All that can be done is attempt to make a good shot and have some ethics, things are going to happen that are out of your or who ever's control. Until last year when my FIL took an Elk with a Arrow, I was against bow's I have seen them run for miles with an arrow sticking out of its side with a blood trail the Ray Charles could have followed. FIL's Elk walked not far from where it was arrowed laid down and looked as if it was wondering about something when it died. But that is the only time that ive seen that with an arrow.

Bottom line is if it's legal go for it. Its just an opinion.
 
Never heard of so much speculation about a very strange circumstance.

Wow.

Perhaps one should take a step back, take a breath and accept fact that we know nothing of what happened.

This will allow the lack of generalizations and recommedations of something we know NOTHING of.

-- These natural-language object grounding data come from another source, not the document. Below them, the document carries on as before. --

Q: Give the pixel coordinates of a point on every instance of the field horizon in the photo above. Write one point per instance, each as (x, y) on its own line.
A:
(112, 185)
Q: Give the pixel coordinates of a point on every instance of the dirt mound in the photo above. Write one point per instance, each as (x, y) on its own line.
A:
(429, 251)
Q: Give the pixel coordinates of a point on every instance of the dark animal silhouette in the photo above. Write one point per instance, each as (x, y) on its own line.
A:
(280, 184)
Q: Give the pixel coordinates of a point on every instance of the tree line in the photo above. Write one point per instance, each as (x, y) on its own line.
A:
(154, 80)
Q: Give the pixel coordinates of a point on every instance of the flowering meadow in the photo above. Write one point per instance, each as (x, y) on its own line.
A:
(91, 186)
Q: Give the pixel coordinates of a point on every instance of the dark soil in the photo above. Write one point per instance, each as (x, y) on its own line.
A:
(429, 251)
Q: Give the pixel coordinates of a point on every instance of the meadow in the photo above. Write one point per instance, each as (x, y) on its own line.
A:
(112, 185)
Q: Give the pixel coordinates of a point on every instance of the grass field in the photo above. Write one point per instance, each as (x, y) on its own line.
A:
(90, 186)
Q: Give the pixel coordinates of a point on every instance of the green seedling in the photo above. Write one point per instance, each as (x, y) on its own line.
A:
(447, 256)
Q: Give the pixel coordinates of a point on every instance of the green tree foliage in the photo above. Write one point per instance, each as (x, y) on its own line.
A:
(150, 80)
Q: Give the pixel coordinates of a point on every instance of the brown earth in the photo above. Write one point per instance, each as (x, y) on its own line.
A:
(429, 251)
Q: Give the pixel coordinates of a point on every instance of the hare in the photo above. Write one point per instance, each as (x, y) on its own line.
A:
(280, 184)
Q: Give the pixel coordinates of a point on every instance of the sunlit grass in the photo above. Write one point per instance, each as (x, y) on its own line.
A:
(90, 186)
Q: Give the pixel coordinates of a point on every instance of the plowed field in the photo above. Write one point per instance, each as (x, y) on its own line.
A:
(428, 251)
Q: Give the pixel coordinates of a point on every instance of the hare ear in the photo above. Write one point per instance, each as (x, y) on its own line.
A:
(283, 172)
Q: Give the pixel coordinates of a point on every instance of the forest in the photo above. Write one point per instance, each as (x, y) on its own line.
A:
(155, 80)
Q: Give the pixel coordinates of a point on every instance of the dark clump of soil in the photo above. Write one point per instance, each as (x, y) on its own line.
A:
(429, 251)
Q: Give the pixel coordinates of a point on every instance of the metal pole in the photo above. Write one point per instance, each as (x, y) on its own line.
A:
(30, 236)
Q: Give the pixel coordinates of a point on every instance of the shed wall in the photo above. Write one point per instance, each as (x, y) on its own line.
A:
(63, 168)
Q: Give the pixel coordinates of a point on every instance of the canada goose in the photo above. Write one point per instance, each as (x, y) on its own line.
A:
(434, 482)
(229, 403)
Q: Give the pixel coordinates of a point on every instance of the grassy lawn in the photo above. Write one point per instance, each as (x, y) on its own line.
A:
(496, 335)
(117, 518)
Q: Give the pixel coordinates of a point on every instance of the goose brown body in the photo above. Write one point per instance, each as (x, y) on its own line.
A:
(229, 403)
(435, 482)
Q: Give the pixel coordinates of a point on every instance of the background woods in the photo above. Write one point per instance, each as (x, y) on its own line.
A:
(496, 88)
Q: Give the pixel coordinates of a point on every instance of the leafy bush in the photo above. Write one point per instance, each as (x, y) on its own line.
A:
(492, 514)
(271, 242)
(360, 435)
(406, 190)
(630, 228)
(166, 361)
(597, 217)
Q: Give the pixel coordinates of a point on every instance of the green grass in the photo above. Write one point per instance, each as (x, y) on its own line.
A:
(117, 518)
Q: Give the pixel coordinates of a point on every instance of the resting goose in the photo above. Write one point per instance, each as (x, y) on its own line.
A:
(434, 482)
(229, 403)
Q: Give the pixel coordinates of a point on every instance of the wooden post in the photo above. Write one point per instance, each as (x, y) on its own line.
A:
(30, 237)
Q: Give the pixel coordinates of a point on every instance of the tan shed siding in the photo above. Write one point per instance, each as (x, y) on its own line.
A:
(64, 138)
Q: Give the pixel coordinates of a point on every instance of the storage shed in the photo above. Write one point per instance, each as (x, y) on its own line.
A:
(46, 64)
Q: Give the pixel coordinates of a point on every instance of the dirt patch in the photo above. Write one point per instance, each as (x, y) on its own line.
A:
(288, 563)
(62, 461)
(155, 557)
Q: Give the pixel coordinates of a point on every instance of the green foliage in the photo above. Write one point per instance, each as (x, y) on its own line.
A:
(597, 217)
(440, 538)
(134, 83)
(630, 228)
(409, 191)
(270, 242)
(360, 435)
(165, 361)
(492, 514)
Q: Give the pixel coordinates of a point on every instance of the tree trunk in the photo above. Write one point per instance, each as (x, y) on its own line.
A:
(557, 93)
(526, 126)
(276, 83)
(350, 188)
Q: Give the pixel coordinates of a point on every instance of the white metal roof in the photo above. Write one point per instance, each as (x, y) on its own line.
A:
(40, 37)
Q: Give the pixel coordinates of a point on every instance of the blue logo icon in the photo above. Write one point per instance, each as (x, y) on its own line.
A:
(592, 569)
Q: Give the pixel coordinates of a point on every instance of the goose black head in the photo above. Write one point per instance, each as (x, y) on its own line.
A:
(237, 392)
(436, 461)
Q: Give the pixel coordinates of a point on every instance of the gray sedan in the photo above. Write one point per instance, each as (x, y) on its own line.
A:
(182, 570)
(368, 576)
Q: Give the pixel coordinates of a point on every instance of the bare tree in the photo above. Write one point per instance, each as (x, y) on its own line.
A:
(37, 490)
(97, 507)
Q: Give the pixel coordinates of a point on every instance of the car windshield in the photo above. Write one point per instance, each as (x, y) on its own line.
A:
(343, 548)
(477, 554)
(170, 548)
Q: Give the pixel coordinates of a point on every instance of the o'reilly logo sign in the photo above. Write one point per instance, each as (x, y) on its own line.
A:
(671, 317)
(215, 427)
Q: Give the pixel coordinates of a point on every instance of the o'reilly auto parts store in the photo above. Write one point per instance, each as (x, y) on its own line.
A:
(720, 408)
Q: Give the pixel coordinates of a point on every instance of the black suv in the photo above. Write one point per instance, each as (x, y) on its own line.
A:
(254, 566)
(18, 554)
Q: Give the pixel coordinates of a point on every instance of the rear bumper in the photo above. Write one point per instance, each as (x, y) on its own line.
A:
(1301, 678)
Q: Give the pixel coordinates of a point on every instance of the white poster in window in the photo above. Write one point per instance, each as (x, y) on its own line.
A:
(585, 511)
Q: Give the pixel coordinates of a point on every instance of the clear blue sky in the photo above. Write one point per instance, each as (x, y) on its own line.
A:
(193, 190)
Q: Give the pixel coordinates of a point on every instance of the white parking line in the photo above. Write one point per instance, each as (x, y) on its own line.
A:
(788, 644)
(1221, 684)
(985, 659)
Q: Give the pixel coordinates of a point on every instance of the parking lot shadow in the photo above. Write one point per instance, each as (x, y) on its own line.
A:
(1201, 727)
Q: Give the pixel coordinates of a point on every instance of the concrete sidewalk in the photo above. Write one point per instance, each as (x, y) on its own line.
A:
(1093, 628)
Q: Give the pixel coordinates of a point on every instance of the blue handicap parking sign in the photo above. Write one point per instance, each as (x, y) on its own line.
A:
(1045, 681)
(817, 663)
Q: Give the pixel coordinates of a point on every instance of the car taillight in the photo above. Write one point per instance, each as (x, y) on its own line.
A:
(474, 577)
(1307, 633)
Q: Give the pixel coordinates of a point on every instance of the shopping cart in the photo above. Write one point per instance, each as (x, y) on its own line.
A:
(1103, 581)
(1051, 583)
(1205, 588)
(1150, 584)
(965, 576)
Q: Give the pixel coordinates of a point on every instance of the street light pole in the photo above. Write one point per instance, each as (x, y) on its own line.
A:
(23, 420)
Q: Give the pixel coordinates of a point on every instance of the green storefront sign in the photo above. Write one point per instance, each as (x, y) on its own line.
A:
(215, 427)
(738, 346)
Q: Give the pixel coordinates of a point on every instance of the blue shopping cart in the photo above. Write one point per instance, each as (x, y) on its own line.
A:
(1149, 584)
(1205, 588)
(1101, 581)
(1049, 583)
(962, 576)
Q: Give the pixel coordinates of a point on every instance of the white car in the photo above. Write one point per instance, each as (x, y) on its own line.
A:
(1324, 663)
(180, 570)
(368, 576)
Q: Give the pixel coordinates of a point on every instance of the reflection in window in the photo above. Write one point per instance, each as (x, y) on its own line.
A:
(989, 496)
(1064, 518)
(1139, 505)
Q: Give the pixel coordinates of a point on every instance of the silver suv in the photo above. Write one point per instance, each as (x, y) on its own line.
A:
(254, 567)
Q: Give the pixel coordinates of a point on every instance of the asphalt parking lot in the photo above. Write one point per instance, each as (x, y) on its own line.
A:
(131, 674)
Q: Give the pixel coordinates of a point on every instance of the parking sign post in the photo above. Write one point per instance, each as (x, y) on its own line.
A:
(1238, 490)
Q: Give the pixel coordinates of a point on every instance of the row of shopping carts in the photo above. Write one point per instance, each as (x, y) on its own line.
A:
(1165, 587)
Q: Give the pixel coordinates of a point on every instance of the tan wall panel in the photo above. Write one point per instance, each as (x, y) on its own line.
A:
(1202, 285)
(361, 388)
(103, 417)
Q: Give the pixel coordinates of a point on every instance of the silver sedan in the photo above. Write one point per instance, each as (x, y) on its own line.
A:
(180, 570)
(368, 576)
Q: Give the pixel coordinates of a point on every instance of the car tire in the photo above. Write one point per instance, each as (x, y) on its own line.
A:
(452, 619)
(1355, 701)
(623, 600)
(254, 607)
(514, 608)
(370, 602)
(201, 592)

We owe that to the sport and ethics of hunting.
 
If you read the entire thread, ethics were the exact nature of our conversations.

Wow, how quick one is to judge my intention. I guess it's the anonamous nature of the internet.

1st of all I did read the ENTIRE thread.

My concern was, the comments on the unethical individual who created the anomaly in the 1st place.

Much speculation, wailing and nashing of teeth anbout something we know nothing about.

I get the general premise of ethical harvesting of game, and frankly resent your implication that I was not aware of the "entire" thread.

But you know what, I'll get over it.